As for my 75-odd Pentax-mountable lenses (is that too many?), I don't use them all simultaneously. I've narrowed down my carry-kit: Zenitar 16/2.8, DA18-250, M28/2.8, FA50/1.4, Vivitar 90/2.8 macro, TeleTak 200/5.6. Others I'm most likely to toss in are the DA10-17, Tak 35/3.5, Industar 50/3.5 on tubes, Nikkor 85/2, Tak 135/2.5, and Sakar 500/8 mirror. (If I ever get my Vivitar 24/2 fixed, it joins the club.) And sometimes the Meyers: 50/1.8 Oreston, 100/2.8 Trioplan, 180/5.5 Telemegor; and the Enna 240/4.5 Tele-Ennalyt. And my other 28s and 35s and 50-58s and 135s and 200s get their turns, especially the Germans and Russians. And the DA18-55, which handily mounts many different filters and distorters. And the Schneider Betavaron 50-125 enarger zoom. Et cetera.

Unhappy with your kit? Force yourself to use each lens exclusively for a week. Old pros often got by for decades with just a 28 or 35, a fast 50, and a 135 -- the equivalent now would be 18 or 24, and 35, and 90. Toss in your Zenitar, and a fast 50-58, and a 135, and you're 95% covered.

So get more old cheap manual lenses. Those I mention above all deliver distinct images, as well as just feeling different to use -- varying weight, balance, etc.
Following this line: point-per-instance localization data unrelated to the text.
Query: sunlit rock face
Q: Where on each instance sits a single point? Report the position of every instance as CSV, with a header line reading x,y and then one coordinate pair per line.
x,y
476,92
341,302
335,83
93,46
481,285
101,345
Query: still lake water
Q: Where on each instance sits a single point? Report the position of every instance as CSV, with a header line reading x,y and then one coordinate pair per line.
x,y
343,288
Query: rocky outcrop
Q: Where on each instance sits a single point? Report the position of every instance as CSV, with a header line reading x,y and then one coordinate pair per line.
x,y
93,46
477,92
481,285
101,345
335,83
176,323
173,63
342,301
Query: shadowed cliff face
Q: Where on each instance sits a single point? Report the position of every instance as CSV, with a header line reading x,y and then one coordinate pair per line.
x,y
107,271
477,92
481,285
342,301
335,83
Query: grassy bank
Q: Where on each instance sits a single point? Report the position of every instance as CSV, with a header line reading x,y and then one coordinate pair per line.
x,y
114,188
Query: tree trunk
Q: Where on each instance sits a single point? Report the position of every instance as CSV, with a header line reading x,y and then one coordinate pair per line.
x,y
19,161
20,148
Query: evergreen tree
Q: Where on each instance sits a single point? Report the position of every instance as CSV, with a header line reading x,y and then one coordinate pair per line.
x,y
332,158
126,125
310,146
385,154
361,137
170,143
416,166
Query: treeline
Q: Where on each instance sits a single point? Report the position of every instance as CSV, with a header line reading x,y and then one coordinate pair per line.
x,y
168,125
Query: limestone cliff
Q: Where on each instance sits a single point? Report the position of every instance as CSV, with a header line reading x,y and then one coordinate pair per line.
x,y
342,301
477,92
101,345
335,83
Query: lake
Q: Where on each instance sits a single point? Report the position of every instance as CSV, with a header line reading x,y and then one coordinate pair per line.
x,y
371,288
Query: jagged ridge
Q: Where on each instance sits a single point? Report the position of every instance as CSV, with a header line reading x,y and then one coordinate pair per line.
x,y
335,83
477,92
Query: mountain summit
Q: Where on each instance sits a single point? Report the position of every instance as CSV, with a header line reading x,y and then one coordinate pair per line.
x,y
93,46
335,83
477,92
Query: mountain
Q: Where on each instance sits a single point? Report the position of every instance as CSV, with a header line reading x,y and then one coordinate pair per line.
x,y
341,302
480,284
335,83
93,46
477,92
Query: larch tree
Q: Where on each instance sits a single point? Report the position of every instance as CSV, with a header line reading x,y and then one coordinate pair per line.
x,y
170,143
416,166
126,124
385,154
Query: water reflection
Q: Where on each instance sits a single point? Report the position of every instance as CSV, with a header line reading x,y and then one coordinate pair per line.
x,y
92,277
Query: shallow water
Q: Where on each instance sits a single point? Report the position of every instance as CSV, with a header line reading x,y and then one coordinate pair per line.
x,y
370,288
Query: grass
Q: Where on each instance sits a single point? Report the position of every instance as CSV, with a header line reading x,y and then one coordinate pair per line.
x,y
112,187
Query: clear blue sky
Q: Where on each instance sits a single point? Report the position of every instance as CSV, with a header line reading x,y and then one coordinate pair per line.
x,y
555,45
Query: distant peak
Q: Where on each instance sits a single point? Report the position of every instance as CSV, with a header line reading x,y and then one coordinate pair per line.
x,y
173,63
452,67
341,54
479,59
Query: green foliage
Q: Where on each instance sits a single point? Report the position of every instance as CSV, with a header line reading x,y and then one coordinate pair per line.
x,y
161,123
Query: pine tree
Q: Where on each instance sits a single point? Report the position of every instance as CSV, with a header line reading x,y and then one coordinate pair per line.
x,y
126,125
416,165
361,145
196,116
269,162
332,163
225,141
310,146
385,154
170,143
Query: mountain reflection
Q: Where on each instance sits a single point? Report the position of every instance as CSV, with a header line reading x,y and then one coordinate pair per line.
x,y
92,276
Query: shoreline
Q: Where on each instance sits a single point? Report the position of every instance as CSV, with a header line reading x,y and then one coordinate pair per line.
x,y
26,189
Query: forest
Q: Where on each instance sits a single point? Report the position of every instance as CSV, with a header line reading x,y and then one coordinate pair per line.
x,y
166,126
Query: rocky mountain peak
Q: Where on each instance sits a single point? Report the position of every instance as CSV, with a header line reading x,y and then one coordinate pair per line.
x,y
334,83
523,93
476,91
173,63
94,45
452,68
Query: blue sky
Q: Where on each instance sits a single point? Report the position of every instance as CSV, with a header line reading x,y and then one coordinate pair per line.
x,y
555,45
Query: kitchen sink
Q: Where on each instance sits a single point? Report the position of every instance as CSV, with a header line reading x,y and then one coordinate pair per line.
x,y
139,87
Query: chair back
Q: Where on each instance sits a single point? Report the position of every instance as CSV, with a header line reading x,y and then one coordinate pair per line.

For example, as short teles, I expect and get varying qualities from my Nikkor and Jupiter 85/2's, the Vivitar 90/2.8 macro, the Meyer 100/2.8, the Apos 90/4.5 and Novoflex 105/3.5 enlarger lenses on bellows -- and they all handle differently. My Tak-A 70-200/4 and Sears-Ricoh 70-210/4 and Vivitar S1.V1 70-210/3.5 are also quite distinct, as are each of my dozen+ 50-55-58's.

Just because you don't use a lens now, doesn't mean you won't want it in the future.